Another governmental entity, the Army and Navy Munitions Board, also worked with the National Machine Tool Builders Association to monitor the nation's capacity to produce machine tools. The nation's manufacturers of machine tools usually operated at below capacity. That capacity was large enough to supply industrial needs during small peacetime booms, but it could not meet the anticipated demand of full industrial mobilization for war. For example, a 1937 estimate showed that with mobilization the U.S. Army would require more than 20,000 additional lathes, 16,000 of which would be needed by the Ordnance Department. With increased staffs after 1939, the ordnance districts began to report shortages of machine tools at the plants producing weapons, ammunition, and equipment under the new contracts of 1939 and 1940. The nationwide shortage of machine tools was the major bottleneck preventing contract schedules being met under the expanded program of ordnance production in 1939 and 1940, and the problem continued for some time after the U.S. entered the war following the attack on Pearl Harbor.

Another program that helped the nation's industrial firms prepare to mobilize for war was the Educational Orders Act of 1938, in which Congress appropriated $2 million in additional funding for the Ordnance Department to place small orders with companies, principally to give them experience in manufacturing munitions. The act authorized the Secretary of War to solicit bids from firms for educational orders and to award orders to firms not on the competitiveness of their bids but rather on their capability, in the secretary's judgement, to undertake large wartime contracts. The Ordnance Department awarded the first four educational orders in 1939 to Winchester Repeating Arms Company of New Haven for Ml rifles, to R. Hoe & Company of New York for recoil mechanisms for 3-inch antiaircraft guns, to S.A. Woods of Boston for machining 75-mm artillery shell casings, and to American Forge Company of Chicago for casting 75-mm artillery shell casings. In 1939, Congress authorized an additional $32.5 million for educational orders. In 1939 and 1940, the Ordnance Department placed seventy-six more educational orders, most of them for ammunition. After February 1940, the department also started awarding contracts for production studies. These were smaller contracts that gave firms the opportunity to study what was involved in producing ordnance for the military.

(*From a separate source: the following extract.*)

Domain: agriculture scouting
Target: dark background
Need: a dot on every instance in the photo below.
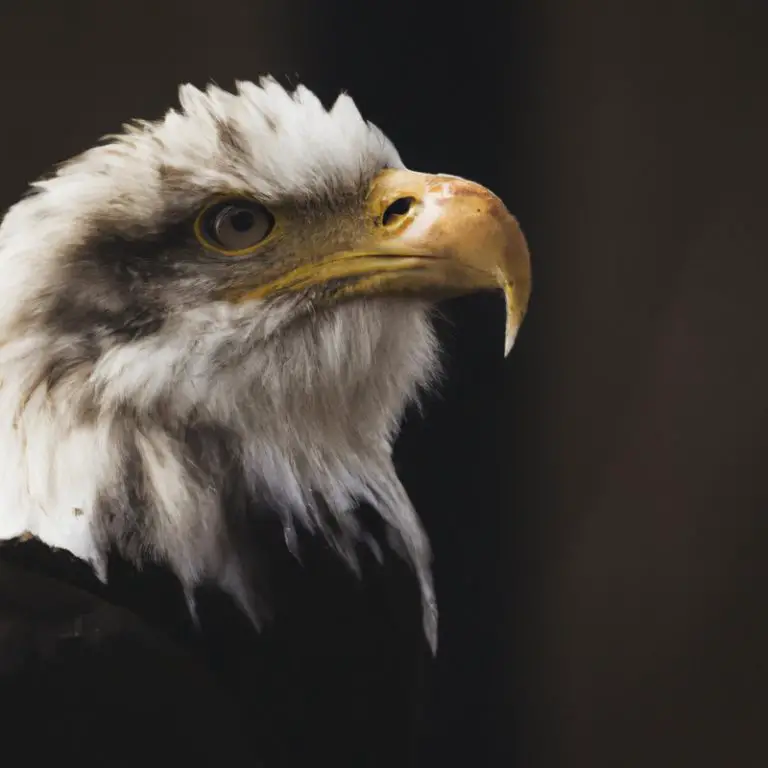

Hitler's Germany invaded Poland on 1 September 1939, and two days later England and France declared war on Germany. On 8 September, President Roosevelt declared a state of limited emergency, authorizing the U.S. Army to build itself up to full strength. About the same time, the Ordnance Department put in place a $6 billion plan to meet its procurement responsibilities under the Protective Mobilization Plan for the army. As the Ordnance Department continued placing orders with private firms for materiel, those and many other American firms began doing a brisk business with the French and British armies, which desperately needed weapons and equipment. Indeed, in 1939 and 1940, American companies produced more weapons, ammunition, airplanes, and other military equipment for foreign armies than they did for the U.S. Army. Concerned that such a large volume of sales might endanger U.S. neutrality. Congress passed legislation in November 1939 requiring that all sales be for cash. In spring 1940, Nazi Germany conquered Norway, Denmark, Belgium, and the Netherlands, and in May, Hitler's army invaded France. Although the American public and Congress still hoped to avoid war. Congress recognized the growing threat and appropriated hundreds of millions of dollars for ordnance procurements. With the increased appropriations, the Ordnance Department also developed procedures to hasten negotiation and execution of contracts with private firms. France surrendered in July 1940, and the following June Hitler invaded the Soviet Union. Each worsening situation in Europe led to greater appropriations and calls for more speed in mobilizing the U.S. Army and in mobilizing industry to meet the military's needs.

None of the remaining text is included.